2022 yılı Marmara Avrupa Haftası ikinci günü etkinlikleri TOBB Plaza İKV binasında gerçekleştirildi.

TÜRKİYE-AB GÜMRÜK BİRLİĞİ’NİN MODERNİZASYONU VE YEŞİL
MUTABAKATIN ETKİLERİ (12 Mayıs 2022)
 
Marmara Avrupa Haftası Etkinlikleri’nin ikinci gününde, “Türkiye-AB Gümrük Birliği’nin
Modernizasyonu ve Yeşil Mutabakat’ın Etkileri” başlıklı panel İKV iş birliğinde, M.Ü STK Uygulama ve Araştırma Merkezi ile Yeşil Akademi Platformu'nun katkıları ile Levent, TOBB Plaza’da gerçekleştirildi. Moderatörlüğünü İKV Genel Sekreter Yardımcısı M. Gökhan Kilit’in üstlendiği ve iki ana oturumdan oluşan panel, İKV Başkanı Ayhan Zeytinoğlu'nun açılış  konuşması ile başladı.
2.gün_ekran.jpeg (95 KB)
 
Konuşmasında Rusya Krizi ve AB’nin dışa bağımlılığına değinen sayın Zeytinoğlu, bu çerçevede Türkiye ile AB arasındaki Gümrük Birliği’nin önemine vurgu yaptı. Yeşil Mutabakat’ın AB ekonomisi
açısından önemli bir dönüşümü simgelediğini belirten Zeytinoğlu, bu gelişmenin tüketim ve üretim kalıplarında bir dizi değişimi beraberinde getireceğini ve Türkiye’nin bu değişime sağlaması gereken uyumun önemini ifade etti.
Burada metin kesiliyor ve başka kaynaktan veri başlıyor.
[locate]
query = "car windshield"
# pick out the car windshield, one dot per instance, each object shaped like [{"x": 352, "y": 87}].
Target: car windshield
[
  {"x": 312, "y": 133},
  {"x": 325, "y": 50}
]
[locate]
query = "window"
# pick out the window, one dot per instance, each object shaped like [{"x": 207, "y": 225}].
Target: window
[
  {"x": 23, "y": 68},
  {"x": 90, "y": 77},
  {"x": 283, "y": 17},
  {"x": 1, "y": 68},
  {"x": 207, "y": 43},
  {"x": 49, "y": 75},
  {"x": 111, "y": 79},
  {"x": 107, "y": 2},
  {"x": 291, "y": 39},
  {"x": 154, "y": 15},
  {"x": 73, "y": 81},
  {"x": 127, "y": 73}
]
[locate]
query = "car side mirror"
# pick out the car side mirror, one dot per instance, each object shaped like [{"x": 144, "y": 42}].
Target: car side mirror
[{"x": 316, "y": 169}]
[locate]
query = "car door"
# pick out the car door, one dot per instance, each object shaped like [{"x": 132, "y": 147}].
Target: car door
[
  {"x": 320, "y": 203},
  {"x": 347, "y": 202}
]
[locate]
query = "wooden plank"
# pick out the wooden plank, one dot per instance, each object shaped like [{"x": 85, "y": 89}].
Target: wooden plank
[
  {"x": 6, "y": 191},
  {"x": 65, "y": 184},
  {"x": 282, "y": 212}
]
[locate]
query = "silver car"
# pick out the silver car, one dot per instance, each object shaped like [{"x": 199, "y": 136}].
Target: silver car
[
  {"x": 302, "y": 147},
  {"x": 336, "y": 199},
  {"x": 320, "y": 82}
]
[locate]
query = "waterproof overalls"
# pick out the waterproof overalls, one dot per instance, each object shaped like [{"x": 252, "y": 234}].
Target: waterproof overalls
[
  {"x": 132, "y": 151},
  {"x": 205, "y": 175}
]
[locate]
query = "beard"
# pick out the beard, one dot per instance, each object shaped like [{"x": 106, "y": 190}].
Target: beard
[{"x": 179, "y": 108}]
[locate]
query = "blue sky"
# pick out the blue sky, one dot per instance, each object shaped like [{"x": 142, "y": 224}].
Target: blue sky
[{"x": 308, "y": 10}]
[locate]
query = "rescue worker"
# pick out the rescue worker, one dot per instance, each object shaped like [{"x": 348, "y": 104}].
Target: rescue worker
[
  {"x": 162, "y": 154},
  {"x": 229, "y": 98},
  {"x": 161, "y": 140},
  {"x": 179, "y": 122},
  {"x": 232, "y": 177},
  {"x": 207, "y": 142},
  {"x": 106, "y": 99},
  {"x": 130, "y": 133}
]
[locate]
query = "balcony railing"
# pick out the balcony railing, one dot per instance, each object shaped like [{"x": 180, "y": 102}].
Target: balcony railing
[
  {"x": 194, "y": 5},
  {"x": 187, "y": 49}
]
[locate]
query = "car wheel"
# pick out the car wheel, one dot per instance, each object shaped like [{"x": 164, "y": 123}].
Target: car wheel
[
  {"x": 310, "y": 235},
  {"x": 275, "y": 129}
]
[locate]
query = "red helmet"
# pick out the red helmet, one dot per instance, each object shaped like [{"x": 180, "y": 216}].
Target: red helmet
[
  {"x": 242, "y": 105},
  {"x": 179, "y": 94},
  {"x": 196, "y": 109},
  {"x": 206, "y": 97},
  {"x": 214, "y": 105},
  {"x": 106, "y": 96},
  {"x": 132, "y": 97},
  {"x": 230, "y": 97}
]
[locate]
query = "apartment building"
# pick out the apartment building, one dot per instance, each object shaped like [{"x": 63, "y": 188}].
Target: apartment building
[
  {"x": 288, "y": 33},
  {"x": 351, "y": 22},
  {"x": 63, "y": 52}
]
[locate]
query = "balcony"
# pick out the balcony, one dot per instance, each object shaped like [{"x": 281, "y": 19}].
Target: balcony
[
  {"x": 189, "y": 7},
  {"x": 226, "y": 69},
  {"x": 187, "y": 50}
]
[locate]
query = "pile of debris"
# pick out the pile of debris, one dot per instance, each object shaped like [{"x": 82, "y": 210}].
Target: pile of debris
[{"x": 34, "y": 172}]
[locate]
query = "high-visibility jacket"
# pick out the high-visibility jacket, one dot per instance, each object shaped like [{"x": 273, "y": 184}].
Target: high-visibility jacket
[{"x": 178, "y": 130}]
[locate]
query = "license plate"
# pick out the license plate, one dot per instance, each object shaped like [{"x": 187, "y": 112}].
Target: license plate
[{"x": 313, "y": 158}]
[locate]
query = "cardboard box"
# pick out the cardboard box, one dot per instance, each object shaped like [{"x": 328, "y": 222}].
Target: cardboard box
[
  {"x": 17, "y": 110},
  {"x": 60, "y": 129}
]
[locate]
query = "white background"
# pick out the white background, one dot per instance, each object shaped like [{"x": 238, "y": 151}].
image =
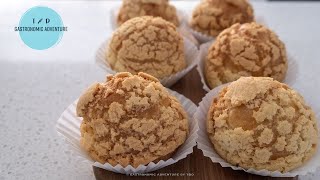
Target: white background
[{"x": 36, "y": 86}]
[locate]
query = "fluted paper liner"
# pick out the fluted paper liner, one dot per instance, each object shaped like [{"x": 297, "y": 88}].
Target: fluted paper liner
[
  {"x": 191, "y": 54},
  {"x": 204, "y": 143},
  {"x": 291, "y": 76},
  {"x": 68, "y": 126}
]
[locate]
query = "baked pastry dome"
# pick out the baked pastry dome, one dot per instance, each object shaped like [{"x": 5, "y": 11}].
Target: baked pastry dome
[
  {"x": 147, "y": 44},
  {"x": 131, "y": 120},
  {"x": 245, "y": 50},
  {"x": 260, "y": 123},
  {"x": 212, "y": 16},
  {"x": 156, "y": 8}
]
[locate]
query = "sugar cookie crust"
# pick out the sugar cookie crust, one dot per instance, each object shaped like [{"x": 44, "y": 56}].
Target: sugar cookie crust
[
  {"x": 147, "y": 44},
  {"x": 260, "y": 123},
  {"x": 157, "y": 8},
  {"x": 131, "y": 120},
  {"x": 245, "y": 50},
  {"x": 212, "y": 16}
]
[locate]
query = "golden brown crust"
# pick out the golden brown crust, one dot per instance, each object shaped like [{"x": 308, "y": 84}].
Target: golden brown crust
[
  {"x": 157, "y": 8},
  {"x": 245, "y": 50},
  {"x": 260, "y": 123},
  {"x": 131, "y": 120},
  {"x": 212, "y": 16},
  {"x": 147, "y": 44}
]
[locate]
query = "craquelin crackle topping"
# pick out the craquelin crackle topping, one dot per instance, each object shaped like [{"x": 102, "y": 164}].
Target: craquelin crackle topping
[
  {"x": 212, "y": 16},
  {"x": 147, "y": 44},
  {"x": 245, "y": 50},
  {"x": 260, "y": 123},
  {"x": 131, "y": 120},
  {"x": 157, "y": 8}
]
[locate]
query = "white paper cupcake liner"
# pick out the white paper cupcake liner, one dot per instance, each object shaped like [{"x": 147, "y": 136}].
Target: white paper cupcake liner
[
  {"x": 204, "y": 143},
  {"x": 68, "y": 126},
  {"x": 204, "y": 38},
  {"x": 182, "y": 17},
  {"x": 191, "y": 54},
  {"x": 291, "y": 76}
]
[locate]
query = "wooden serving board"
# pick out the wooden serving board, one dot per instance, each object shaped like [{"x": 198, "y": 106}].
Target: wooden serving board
[{"x": 195, "y": 166}]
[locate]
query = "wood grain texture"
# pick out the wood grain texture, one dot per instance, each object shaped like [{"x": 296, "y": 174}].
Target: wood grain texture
[{"x": 201, "y": 167}]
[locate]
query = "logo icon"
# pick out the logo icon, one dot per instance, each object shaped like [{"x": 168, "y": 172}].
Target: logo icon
[{"x": 41, "y": 28}]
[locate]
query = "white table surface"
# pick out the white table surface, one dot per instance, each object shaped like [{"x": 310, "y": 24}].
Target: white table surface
[{"x": 36, "y": 86}]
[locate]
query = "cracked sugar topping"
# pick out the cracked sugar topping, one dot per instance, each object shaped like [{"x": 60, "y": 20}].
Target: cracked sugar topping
[
  {"x": 157, "y": 8},
  {"x": 147, "y": 44},
  {"x": 212, "y": 16},
  {"x": 245, "y": 50},
  {"x": 260, "y": 123},
  {"x": 131, "y": 120}
]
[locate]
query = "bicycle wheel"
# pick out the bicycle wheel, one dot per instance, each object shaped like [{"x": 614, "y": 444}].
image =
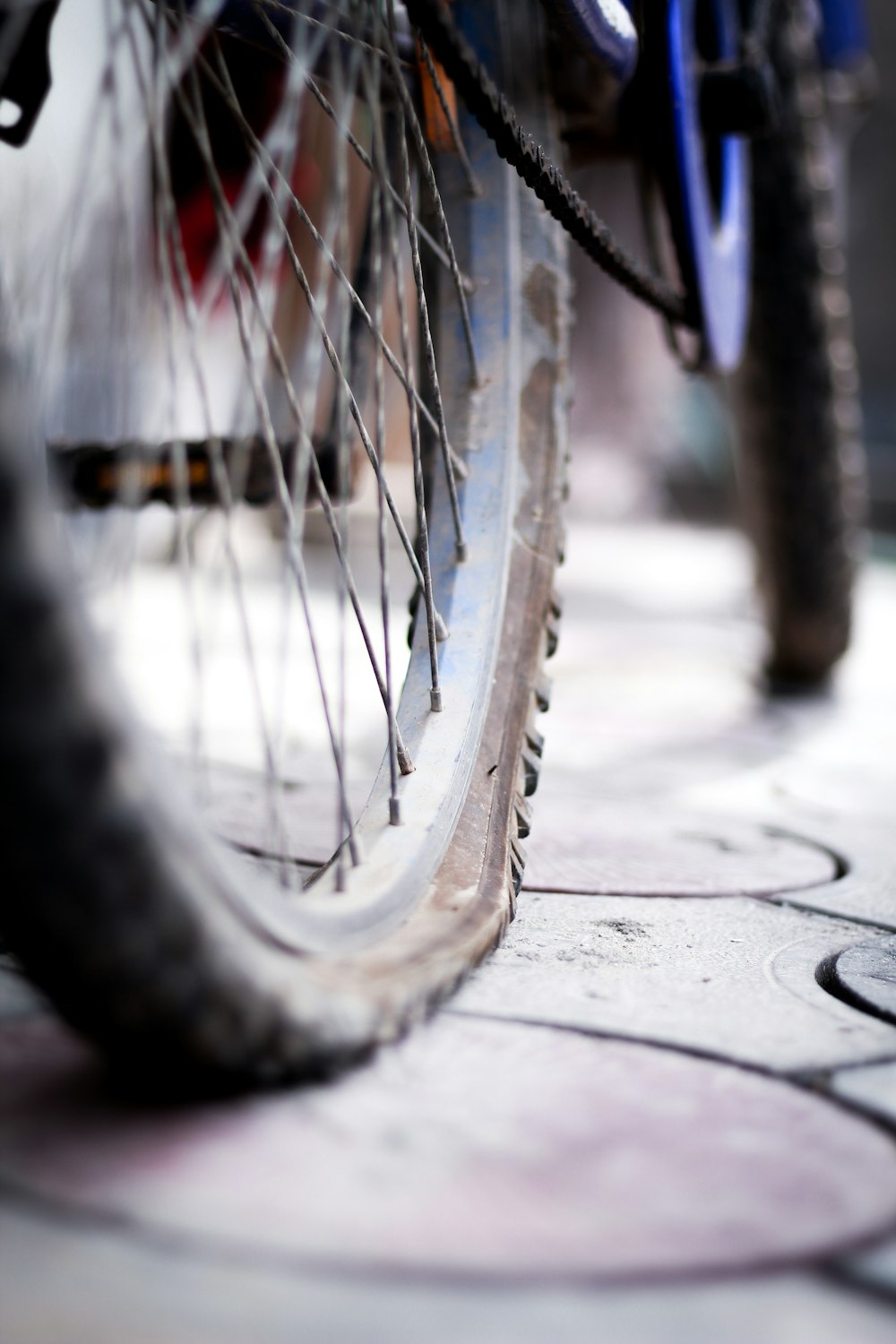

2.gün_hocalar_.jpeg (223 KB)
 
Panelin ilk oturumunda, Gümrük Birliği’nin güncellenmesi ve Yeşil Mutabakat’ın iş dünyası üzerindeki etkileri üzerinde duruldu. Programın bu bölümünde sözü ilk olarak Sarkuysan A.Ş. Genel Müdürü sayın Sevgür Arslanpay aldı. Arslanpay, meselenin sahadaki yansımaları üzerinde durdu ve özellikle Yeşil Mutabakatın iş dünyasında henüz yeterince bilinmediğini belirtti. Bu durumun yarattığı olumsuzlukların görmezden gelinmemesi gerektiğini ifade eden Arslanpay,
buna karşılık farkındalık boyutuna bir an önce odaklanılması gerektiğinin altını çizdi. Konuşmasının devamında Arslanpay, “sürdürülebilirlik pirimi” kavramına vurgu yaptı.
 
2. gün salon.JPG (18.20 MB)
 
Çevre ve yönetim maliyetini içeren kavramın önümüzdeki yıllarda daha da gelişeceğini ifade eden Arslanpay, ileride Türkiye sanayisinin de bu maliyetleri üstlenmesi gerekeceğini ifadelerine ekledi. Daha sonra Gümrük Birliği’nin mevcut durumu dolayısıyla yaşadıkları yatırım sıkıntılarına değinen Arslanpay, bu durumun Türk yatırımcıları AB ülkelerinde yatırım yapmaya yönlendirdiğini belirtirken, bu yatırımların da zorlukları olduğuna dikkat çekti. Özellikle pandemi dönemiyle birlikte AB’nin kendi içinde korumacı bir politikaya geçtiğini söyleyen Arslanpay, Türkiye’nin bu dinamizme nasıl ayak uydurabileceğini değerlendirmesi
gerekir diyerek konuşmasını tamamladı.
2.gün salon_1.JPG (26.55 MB)
 
Panelin ilk oturumunda, sözü alan ikinci konuşmacı ise Hidropar Hareket Kontrol Teknolojileri Merkezi Yönetim Kurulu Başkanı sayın Tunç Atıl oldu. Atıl öncelikle Türkiye’nin ilk LEED Sertifikalı (Yeşil Bina Sertifikası) fabrika binasına sahip olan kurumlarıyla ilgili bir bilgilendirme konuşması yaptı ve sertifikayı edinme süreçlerini aktardı. Atıl konuşmasının devamında, kendi deneyimlerinden hareketle sürdürülebilir, çevreci ve verimli fabrikaların yapımının maliyetlerini açıkladı ve böylesi bir sürecin yapım aşamasında karşılaşılan zorluklara karşılık üreticiye orta ve uzun vadede enerji tasarrufu konusunda önemli faydalar sağladığını ifade etti. Avrupa Yeşil Mutabakatı’na hazır bir fabrika planına sahip olduklarını ifade eden Atıl, “biz yapabildiysek, herkes yapabilir” diyerek tüm yatırımcıları çevre konusunda duyarlı olmaya çağırarak konuşmasını noktaladı.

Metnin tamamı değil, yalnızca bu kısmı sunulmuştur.